Я же не знаю, как вы это ощущаете. Сверхчувственное, находящееся по ту сторону строгих границ разума, — это статья особая. Я, собственно, не очень-то вправе вмешиваться в такие вещи, это не относится к моему предмету. На сей счет можно подумать и так, и этак, и я отнюдь не собираюсь с кем-либо полемизировать… Что же касается математики, — и он подчеркнул слово «математика», словно раз и навсегда захлопывая какую-то роковую дверь, что, стало быть, касается математики, то тут, несомненно, есть также естественная и только математическая связь. Мне пришлось бы только — строгой научности ради — сделать несколько допущений, которые вы вряд ли поймете, да и времени на это у нас нет. Я, знаете, готов признать, что, например, эти мнимые, эти не существующие в действительности величины, ха-ха, весьма твердый орешек для молодого ученика. Удовлетворитесь тем, что такие математические понятия — это чисто математическая логическая неизбежность. Поймите, на той элементарной ступени обучения, где вы еще находитесь, многому, чего приходится касаться, очень трудно дать верное объяснение. К счастью, это мало кто чувствует, но если такой, как вы, сегодня, — но, повторяю, меня это очень обрадовало, — действительно вдруг находится, то ему можно только сказать: дорогой друг, ты должен просто поверить; когда ты будешь знать математику в десять раз больше, чем сейчас, ты поймешь, а пока поверь! Иначе нельзя, дорогой Тёрлес, математика — это особый мир, и надо в нем довольно долго пожить, чтобы почувствовать все, что в нем требуется.
Тёрлес был рад, когда учитель умолк. С тех пор как та дверь захлопнулась, у него было такое чувство, что слова удаляются все дальше и дальше… в другую, безразличную сторону, туда, где находятся все верные и все же ничего не говорящие объяснения.
Но он был оглушен потоком слов и своей неудачей и не сразу понял, что пора подняться.
Тогда, чтобы окончательно решить дело, учитель поискал последний, убедительный аргумент.
На маленьком столике лежал роскошно изданный том Канта. Учитель взял его и показал Тёрлесу.
— Видите эту книгу, это философия, здесь даны определяющие элементы наших поступков. И если бы вы могли проникнуть в их подоплеку, вы увидели бы сплошь такие логические неизбежности, которые все определять-то определяют, а сами-то не так уж понятны. Это очень похоже на то, с чем мы сталкиваемся в математике. И все же мы то и дело поступаем в соответствии с ними.

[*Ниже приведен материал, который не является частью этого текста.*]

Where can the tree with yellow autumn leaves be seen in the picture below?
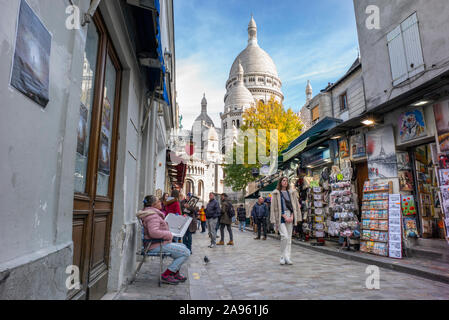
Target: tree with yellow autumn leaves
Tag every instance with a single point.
(269, 116)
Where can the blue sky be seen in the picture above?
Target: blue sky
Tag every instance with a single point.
(308, 40)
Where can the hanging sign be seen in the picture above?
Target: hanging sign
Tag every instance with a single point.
(394, 226)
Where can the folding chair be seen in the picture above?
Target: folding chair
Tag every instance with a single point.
(145, 252)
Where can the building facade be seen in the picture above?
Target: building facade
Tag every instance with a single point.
(204, 163)
(79, 164)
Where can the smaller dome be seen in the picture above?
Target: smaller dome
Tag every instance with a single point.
(239, 94)
(309, 88)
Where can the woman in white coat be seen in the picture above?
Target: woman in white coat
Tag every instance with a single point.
(285, 213)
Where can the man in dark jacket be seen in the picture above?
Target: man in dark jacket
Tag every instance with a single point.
(226, 219)
(241, 215)
(260, 214)
(186, 210)
(213, 213)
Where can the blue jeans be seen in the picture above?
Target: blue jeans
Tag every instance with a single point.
(179, 253)
(187, 240)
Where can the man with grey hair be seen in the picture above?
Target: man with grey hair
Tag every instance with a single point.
(260, 214)
(213, 213)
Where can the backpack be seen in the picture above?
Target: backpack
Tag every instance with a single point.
(231, 211)
(260, 211)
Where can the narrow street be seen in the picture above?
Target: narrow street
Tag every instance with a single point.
(251, 271)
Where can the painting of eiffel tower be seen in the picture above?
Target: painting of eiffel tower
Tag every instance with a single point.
(381, 151)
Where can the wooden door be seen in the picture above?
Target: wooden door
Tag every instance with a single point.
(362, 176)
(95, 162)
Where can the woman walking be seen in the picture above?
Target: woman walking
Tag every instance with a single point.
(285, 212)
(203, 219)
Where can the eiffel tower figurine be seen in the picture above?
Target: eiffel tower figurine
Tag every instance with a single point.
(382, 153)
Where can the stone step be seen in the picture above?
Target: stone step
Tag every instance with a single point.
(428, 253)
(429, 243)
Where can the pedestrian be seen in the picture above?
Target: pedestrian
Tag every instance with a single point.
(155, 227)
(241, 214)
(163, 202)
(203, 219)
(198, 221)
(188, 212)
(212, 216)
(285, 212)
(260, 214)
(227, 212)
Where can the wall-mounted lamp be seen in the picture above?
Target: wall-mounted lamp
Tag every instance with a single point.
(368, 122)
(90, 13)
(421, 103)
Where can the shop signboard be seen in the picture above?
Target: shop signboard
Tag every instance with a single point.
(411, 125)
(316, 157)
(395, 228)
(344, 148)
(381, 151)
(441, 112)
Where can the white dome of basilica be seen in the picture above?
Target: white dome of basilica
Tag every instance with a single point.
(239, 95)
(261, 75)
(254, 60)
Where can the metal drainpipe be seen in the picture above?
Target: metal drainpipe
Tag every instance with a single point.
(152, 149)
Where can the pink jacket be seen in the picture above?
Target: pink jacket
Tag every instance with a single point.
(155, 226)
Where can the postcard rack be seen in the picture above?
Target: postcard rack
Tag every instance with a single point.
(375, 226)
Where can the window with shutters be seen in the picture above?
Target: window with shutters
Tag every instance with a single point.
(343, 102)
(404, 46)
(316, 114)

Вот вам и доказательство того, насколько важны такие вещи. Однако, — усмехнулся он, увидев, что Тёрлес и впрямь раскрыл книгу и стал листать ее, — оставьте это пока. Я хотел только привести вам пример, который вы вдруг когда-нибудь вспомните. Пока это, пожалуй, слишком трудно для вас.
Весь остаток дня Тёрлес находился в состоянии взволнованности. То обстоятельство, что он держал в руках Канта, это случайное обстоятельство, на которое он в ту минуту особого внимания не обратил, отзывалось в нем теперь с большой силой. Имя Канта было известно ему понаслышке и котировалось у него так, как оно вообще котируется в обществе, далеком от гуманитарных наук, — как последнее слово философии. И этот авторитет был даже одной из причин того, что Тёрлес мало занимался дотоле серьезными книгами. Ведь обычно, преодолев период, когда им хотелось стать кучером, садовником или кондитером, очень молодые люди выбирают себе в фантазии поприще прежде всего там, где, как им кажется, их честолюбию представится наибольшая возможность совершить что-нибудь выдающееся. Если они говорят, что хотят стать врачом, то наверняка они видели где-нибудь красивую и заполненную приемную, или стеклянный шкаф с жутковатыми хирургическими инструментами, или еще что-то подобное; если они говорят о дипломатической карьере, то думают о блеске и изысканности международных салонов. Словом, они выбирают себе профессию по той среде, в какой им больше всего хочется видеть себя, и по той позе, в какой они нравятся себе больше всего.
При Тёрлесе имя Канта произносилось не иначе, как к слову и с таким выражением лица, словно это имя какого-нибудь наводящего жуть святого. И Тёрлес не мог не думать, что Кант окончательно решил проблемы философии и с тех пор заниматься ею — пустое дело, ведь точно так же он, Тёрлес, считал, что после Гете и Шиллера незачем уже сочинять стихи.
Дома эти книги стояли в шкафу с зелеными стеклами в папином кабинете, и Тёрлес знал, что шкаф этот никогда не открывался, кроме тех случаев, когда его показывали какому-нибудь гостю. Это было как святилище некоего божества, к которому стараются не приближаться и которое чтут только потому, что благодаря его существованию можно уже не печься об определенных вещах.